Unless you’ve been living completely off the grid, you’re probably sick of all the drama about fake news.

But here’s the thing. Fake news isn’t new. And it isn’t limited to news. In fact, it has a special affinity for content marketing.

The more we have to compete for eyeballs and dollars, the more likely we are to be tempted to cross the line into…let’s call it “subjective fact,” shall we? Sometimes we do it on purpose, but, more often than not, we just wake up one day and find ourselves writing something that’s total BS. Because “subjective facts” don’t always call attention to themselves with flashing red lights. Sometimes, they’re dull, dented, and scratched — so blah they don’t even attract attention…but they do hold up an argument or claim that would fall apart without them.

And that’s a problem. Whether it’s stretching the truth to make the facts fit the argument you’re trying to support, ignoring contradictory facts, or employing logical fallacies, these things undermine your credibility more than you realize. While people who already passionately support you will be nodding their heads in agreement, the people you’re trying to convince will be thinking, “Now, wait a minute…”

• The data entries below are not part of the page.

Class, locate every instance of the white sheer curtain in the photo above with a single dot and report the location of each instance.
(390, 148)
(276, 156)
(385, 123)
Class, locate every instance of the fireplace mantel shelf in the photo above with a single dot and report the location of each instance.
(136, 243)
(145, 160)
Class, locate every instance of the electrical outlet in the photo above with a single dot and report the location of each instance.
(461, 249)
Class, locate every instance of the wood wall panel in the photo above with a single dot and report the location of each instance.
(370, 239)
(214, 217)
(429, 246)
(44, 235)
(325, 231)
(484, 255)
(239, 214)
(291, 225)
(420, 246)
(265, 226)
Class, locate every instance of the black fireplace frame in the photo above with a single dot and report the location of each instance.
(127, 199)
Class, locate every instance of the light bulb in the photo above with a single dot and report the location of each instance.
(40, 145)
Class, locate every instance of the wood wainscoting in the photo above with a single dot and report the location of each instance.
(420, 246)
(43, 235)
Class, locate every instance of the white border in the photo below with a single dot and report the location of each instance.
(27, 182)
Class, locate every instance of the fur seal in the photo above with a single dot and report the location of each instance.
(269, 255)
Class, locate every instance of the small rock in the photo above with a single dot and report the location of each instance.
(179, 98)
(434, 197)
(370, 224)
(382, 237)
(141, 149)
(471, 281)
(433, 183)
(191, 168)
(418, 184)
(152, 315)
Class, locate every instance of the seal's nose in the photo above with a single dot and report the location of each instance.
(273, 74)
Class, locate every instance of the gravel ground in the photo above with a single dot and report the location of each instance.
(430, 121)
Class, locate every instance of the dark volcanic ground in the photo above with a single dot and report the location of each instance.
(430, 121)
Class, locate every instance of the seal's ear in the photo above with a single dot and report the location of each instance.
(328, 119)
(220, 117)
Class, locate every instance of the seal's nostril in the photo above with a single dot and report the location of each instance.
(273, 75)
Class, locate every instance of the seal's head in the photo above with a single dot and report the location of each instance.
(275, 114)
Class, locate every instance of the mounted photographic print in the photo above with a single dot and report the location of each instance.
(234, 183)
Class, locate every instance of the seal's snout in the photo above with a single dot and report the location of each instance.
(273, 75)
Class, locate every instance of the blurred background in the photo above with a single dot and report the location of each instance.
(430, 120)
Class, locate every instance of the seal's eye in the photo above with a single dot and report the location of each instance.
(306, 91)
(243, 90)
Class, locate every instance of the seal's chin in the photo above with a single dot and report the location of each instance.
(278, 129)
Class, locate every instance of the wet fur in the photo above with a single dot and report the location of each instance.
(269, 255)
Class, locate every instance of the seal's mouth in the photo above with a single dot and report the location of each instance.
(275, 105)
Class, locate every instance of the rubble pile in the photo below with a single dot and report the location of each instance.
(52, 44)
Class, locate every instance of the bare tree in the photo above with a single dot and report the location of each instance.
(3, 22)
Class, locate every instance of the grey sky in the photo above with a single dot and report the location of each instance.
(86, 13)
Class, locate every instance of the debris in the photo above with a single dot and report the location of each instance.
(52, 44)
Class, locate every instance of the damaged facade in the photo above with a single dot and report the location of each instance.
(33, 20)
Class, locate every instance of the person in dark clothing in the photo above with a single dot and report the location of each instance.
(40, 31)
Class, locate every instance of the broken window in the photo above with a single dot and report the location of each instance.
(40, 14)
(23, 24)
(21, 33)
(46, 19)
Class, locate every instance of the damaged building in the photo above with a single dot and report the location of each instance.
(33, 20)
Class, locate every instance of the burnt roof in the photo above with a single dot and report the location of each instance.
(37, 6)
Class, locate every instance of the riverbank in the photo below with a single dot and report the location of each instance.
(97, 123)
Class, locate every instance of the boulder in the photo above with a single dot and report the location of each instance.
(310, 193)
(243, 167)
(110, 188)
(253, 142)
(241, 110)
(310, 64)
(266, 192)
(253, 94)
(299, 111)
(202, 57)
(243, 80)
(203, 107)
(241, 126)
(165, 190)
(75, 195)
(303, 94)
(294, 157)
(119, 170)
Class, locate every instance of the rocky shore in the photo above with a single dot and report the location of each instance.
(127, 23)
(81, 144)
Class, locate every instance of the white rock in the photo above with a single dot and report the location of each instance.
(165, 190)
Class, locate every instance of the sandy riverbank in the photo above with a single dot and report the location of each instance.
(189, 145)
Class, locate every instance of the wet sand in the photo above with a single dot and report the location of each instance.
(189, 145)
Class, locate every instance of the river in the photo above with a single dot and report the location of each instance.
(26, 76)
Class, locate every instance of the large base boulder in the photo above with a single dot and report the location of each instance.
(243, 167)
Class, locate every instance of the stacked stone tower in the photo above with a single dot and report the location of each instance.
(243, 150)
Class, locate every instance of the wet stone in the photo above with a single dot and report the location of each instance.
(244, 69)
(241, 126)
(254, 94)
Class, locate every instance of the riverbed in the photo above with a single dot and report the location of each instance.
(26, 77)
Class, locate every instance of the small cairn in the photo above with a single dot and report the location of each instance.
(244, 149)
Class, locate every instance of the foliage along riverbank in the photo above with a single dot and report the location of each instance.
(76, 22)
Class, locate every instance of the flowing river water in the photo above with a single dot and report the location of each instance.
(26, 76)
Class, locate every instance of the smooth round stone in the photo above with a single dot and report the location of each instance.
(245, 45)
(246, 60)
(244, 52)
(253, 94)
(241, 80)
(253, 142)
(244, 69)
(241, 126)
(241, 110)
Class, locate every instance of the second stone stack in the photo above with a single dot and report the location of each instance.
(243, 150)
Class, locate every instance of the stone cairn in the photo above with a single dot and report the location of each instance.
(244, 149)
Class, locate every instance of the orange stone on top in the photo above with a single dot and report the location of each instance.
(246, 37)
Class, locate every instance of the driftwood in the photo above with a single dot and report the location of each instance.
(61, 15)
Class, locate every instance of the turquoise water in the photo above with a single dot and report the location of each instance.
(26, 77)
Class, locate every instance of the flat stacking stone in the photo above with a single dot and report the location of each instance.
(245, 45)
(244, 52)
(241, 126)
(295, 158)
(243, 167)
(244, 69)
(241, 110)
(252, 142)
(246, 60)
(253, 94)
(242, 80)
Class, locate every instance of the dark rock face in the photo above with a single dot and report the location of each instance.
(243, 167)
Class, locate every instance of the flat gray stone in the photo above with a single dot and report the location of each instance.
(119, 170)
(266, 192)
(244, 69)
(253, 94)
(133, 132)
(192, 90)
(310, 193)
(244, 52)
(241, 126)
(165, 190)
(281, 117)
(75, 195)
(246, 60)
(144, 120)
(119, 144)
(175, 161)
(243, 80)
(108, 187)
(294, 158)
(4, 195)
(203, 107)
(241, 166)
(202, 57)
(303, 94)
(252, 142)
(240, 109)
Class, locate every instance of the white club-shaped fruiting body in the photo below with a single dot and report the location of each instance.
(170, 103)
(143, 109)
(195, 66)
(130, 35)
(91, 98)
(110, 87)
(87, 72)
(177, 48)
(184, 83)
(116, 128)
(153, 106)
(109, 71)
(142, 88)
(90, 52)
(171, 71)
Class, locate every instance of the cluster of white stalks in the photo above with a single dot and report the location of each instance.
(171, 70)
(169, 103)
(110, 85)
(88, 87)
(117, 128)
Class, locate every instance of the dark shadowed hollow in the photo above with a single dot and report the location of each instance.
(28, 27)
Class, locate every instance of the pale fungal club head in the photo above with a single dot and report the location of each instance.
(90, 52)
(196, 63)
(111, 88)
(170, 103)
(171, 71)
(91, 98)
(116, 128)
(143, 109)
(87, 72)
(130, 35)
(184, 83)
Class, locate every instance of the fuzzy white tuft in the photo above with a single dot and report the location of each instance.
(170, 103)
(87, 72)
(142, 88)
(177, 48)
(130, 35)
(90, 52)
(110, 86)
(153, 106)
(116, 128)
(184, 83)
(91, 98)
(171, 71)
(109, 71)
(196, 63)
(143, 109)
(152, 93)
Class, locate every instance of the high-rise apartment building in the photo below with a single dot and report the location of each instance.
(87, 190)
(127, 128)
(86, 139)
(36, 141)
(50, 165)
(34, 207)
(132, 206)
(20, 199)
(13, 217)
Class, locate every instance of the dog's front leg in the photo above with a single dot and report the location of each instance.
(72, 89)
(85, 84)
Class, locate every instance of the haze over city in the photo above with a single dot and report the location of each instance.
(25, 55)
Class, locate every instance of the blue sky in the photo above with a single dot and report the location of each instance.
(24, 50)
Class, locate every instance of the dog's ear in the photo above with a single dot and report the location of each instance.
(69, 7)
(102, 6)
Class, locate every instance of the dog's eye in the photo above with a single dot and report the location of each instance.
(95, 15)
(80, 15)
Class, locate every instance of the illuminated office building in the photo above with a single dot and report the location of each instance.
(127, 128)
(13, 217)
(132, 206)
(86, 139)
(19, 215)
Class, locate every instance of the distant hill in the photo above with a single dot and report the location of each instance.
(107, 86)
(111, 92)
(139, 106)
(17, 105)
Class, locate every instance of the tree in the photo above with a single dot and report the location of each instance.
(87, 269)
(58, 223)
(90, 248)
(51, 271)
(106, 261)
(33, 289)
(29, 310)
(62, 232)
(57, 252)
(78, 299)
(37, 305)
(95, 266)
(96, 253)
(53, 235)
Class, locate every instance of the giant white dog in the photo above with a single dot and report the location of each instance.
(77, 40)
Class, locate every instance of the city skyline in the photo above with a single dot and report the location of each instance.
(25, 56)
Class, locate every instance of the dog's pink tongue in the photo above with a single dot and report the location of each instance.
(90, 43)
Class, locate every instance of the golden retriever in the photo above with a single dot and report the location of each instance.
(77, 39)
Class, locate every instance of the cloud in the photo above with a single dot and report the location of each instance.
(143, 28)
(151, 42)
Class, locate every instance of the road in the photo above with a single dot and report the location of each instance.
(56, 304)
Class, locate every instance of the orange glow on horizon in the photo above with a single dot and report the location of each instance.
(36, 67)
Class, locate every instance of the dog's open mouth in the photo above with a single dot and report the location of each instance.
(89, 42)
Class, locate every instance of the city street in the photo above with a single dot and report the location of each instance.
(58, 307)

And you know what they’ll conclude? Either that you’re not smart enough to spot the holes in your own argument, that you think they’re not smart enough to catch you, or that you’re not ethical enough to care. And none of those conclusions are especially helpful to your business goals.

So pull up a chair (and a mirror), take a deep breath, and let’s examine our consciences (I know, I know…but I’m a cradle Catholic, and it’s almost Lent) to see how the scourge of fake news can infiltrate content marketing.

Being sneaky

“Don’t ask, don’t tell”

Despite the recent wailing and gnashing of teeth about “alternative facts,” there’s actually something to it. The unemployment rate is a good example. Let’s look at two different methodologies for calculating that number. One includes part-time workers who would prefer to be full-time, people who are working in jobs below their skills and experience, and people who have finally given up. The other leaves those folks out. The two methodologies would deliver vastly different results — and yet both would be “fact.” Alternative facts.

If there are circumstances that are vital to correctly interpreting your conclusions, results, statistics, etc., be transparent. Crossing your fingers and hoping no one asks isn’t lying, but it is sneaky. And misleading. And, if you get caught, your audience won’t trust you anymore.

Misusing modifiers

The same fact can convey very different meanings depending on the words used to modify it. Consider the difference between, “A full 40% of Americans are trying to lose weight” and “Only 40% of Americans are trying to lose weight.” Again, it’s not lying…but it is telling your readers what to think about your “fact” rather than letting them decide for themselves.

Stretching the truth

(what my professors would have called “hyperbole” and my mama would have called “lying”)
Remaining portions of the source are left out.